Il faut trouver des mécanismes de financement mixtes qui travaillent avec le secteur privé, qui travaillent avec les communautés pour avoir un mécanisme qui permet de répondre aux besoins des populations, surtout celles qui sont à la base.
Je pense qu'aujourd'hui, toute la réflexion en Afrique, c'est comment financer le marché du logement. On s'est rendus compte que nos politiques du logement en Afrique ont échoué pendant des années. Beaucoup de pays n'ont pas réussi d'un point de vue public à délivrer le nombre de logements auxquels on s'attendait, parce qu'aussi l'État seul ne peut pas financer le logement.
Je pense qu'il y a aussi une nécessité d'avoir un nouveau paradigme des villes. Une ville n'est pas seulement un dortoir, c'est un espace de production et de productivité aussi. Cette population urbaine, c'est un marché de 800 millions d'habitants aujourd'hui. Et en 2030, ce sera un milliard de personnes. Ils auront besoin d'accès à l'énergie, au digital, aux véhicules, aux transports... Tout ça, ce sont des opportunités.
Kenya: un projet du gouvernement pour faire face à la crise du logement fait polémique
La question du logement est au coeur des débats politiques depuis plusieurs semaines. D'après des chiffres de la Banque mondiale, le pays est en déficit de 2 millions de logements.

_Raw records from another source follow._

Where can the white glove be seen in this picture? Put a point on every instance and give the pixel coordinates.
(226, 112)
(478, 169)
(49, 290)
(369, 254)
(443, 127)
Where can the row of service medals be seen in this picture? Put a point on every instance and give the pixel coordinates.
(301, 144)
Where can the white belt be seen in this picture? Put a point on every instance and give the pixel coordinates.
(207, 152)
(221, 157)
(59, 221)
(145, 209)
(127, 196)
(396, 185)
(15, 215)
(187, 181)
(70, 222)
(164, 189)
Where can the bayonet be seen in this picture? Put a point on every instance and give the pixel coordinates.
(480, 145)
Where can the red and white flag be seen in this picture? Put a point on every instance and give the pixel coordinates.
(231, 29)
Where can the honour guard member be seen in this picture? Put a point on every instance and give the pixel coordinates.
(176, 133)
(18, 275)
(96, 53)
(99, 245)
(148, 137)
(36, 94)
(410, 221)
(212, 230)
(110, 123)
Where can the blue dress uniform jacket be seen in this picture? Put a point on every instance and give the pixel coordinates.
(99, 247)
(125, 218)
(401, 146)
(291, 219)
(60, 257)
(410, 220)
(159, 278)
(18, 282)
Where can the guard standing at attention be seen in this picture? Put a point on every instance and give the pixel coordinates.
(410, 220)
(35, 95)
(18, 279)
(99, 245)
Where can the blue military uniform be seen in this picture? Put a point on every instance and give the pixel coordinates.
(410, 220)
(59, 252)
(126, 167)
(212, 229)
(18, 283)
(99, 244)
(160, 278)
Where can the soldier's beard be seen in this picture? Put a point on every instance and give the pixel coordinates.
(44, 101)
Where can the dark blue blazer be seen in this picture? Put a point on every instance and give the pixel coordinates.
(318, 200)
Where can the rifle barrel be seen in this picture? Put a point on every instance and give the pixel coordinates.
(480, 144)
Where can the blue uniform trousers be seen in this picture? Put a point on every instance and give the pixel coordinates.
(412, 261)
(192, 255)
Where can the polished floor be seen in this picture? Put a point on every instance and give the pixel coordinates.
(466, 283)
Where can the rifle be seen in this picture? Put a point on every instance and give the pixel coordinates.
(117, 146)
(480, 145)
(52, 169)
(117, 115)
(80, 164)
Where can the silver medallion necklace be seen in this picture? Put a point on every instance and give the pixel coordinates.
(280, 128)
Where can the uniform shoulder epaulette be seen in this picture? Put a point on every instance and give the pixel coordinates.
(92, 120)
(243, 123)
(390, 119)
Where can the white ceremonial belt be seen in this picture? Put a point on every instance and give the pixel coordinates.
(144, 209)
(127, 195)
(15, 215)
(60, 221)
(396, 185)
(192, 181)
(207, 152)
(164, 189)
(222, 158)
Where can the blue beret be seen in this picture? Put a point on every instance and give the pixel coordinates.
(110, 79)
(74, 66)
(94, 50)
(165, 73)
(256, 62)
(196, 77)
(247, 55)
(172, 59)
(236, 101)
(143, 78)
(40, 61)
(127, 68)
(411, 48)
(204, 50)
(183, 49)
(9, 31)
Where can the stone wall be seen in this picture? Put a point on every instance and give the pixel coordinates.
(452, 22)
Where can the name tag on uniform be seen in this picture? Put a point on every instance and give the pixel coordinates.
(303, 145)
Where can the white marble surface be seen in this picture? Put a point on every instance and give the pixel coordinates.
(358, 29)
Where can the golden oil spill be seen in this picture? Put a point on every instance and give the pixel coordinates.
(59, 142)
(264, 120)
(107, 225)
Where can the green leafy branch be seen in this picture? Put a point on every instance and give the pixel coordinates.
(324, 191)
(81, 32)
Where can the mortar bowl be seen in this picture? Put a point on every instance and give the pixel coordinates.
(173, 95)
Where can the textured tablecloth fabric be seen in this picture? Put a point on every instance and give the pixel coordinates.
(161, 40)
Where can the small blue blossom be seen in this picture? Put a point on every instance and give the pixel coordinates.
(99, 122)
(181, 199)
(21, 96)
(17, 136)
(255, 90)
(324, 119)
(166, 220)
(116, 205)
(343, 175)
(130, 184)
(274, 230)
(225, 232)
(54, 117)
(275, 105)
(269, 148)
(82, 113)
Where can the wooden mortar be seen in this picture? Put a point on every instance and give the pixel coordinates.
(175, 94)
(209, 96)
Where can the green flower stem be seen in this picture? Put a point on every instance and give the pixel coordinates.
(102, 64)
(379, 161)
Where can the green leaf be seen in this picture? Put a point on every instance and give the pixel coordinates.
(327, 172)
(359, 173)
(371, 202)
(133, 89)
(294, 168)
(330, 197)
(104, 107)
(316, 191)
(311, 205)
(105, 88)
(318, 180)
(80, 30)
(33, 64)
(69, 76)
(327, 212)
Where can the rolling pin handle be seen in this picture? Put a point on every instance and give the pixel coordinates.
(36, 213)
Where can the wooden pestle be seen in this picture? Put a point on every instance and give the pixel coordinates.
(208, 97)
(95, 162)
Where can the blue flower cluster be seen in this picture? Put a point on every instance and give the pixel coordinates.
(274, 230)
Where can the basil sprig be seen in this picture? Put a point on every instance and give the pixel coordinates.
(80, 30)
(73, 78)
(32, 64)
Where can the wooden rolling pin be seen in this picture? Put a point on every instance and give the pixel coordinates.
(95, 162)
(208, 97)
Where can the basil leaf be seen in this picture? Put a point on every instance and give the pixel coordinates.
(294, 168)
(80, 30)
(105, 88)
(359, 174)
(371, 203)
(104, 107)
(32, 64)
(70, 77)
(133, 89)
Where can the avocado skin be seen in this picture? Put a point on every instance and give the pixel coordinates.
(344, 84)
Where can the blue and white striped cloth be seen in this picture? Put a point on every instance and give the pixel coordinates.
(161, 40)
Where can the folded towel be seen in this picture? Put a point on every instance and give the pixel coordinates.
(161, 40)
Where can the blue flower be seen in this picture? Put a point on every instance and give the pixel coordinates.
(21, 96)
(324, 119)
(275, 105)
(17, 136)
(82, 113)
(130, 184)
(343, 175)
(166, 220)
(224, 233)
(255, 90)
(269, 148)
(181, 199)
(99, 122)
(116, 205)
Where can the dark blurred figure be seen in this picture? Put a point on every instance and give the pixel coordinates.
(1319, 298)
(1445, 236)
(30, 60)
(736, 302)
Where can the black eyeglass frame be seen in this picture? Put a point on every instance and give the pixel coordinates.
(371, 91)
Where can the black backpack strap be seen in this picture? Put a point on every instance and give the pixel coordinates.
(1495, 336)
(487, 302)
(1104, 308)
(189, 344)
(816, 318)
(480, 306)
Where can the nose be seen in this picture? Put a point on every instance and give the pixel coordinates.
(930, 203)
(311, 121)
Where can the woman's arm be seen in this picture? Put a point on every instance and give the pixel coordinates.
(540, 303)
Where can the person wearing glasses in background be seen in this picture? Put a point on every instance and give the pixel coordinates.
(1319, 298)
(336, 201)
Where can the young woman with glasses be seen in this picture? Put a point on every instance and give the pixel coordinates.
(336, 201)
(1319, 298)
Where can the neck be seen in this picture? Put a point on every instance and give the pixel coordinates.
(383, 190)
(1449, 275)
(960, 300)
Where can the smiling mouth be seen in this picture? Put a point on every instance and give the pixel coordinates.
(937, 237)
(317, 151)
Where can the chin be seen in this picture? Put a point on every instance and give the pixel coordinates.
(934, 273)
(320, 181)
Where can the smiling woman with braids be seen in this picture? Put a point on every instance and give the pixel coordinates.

Alors que le Kenya connaît une urbanisation croissante, le président, William Ruto, s'est engagé à construire 200 000 logements par an pendant son mandat. Et il a annoncé vouloir mettre en place un Fonds logement, financé par une nouvelle taxe, payée par les Kényans. Dans un contexte de forte crise économique, le projet est très décrié, aussi bien au sein de l'opinion publique que de la classe politique.
Le projet d'un Fonds logement fait partie de la loi de Finances publiques présentée la semaine prochaine par le gouvernement. Si elle est approuvée telle quelle, les salariés kényans se verraient contraints de payer une taxe supplémentaire équivalente à 3% de leurs revenus. Même chose du côté de leurs employeurs. Ces deux contributions seraient toutefois plafonnées à 2 500 shillings kényans chacune, soit environ 17 euros.
À en croire le gouvernement, les revenus générés par cette taxe seront versés dans un fonds réservé à la construction de nouveaux logements à bas coût, destinés en priorité aux ménages les plus précaires.
Le projet a suscité de nombreuses réactions. Au sein de l'opinion publique, beaucoup s'inquiète de cette nouvelle taxe alors que le coût de la vie a déjà explosé au Kenya. Dans l'opposition, certains soulignent le poids inégal de cet impôt sur les revenus les plus bas. D'autres dénoncent un manque de clarté : Qui par exemple aura accès à ces nouveaux logements ? Quelles vont être les garanties pour une bonne utilisation de ce fonds ?
Le président Ruto estime que ce projet est nécessaire. 61% des Kényans vivant en zones urbaines habitent dans des bidonvilles. L'accès au logement est donc, selon lui, un défi majeur. Selon ses estimations, plus de la moitié de la population kényane vivra dans des villes d'ici à 2050.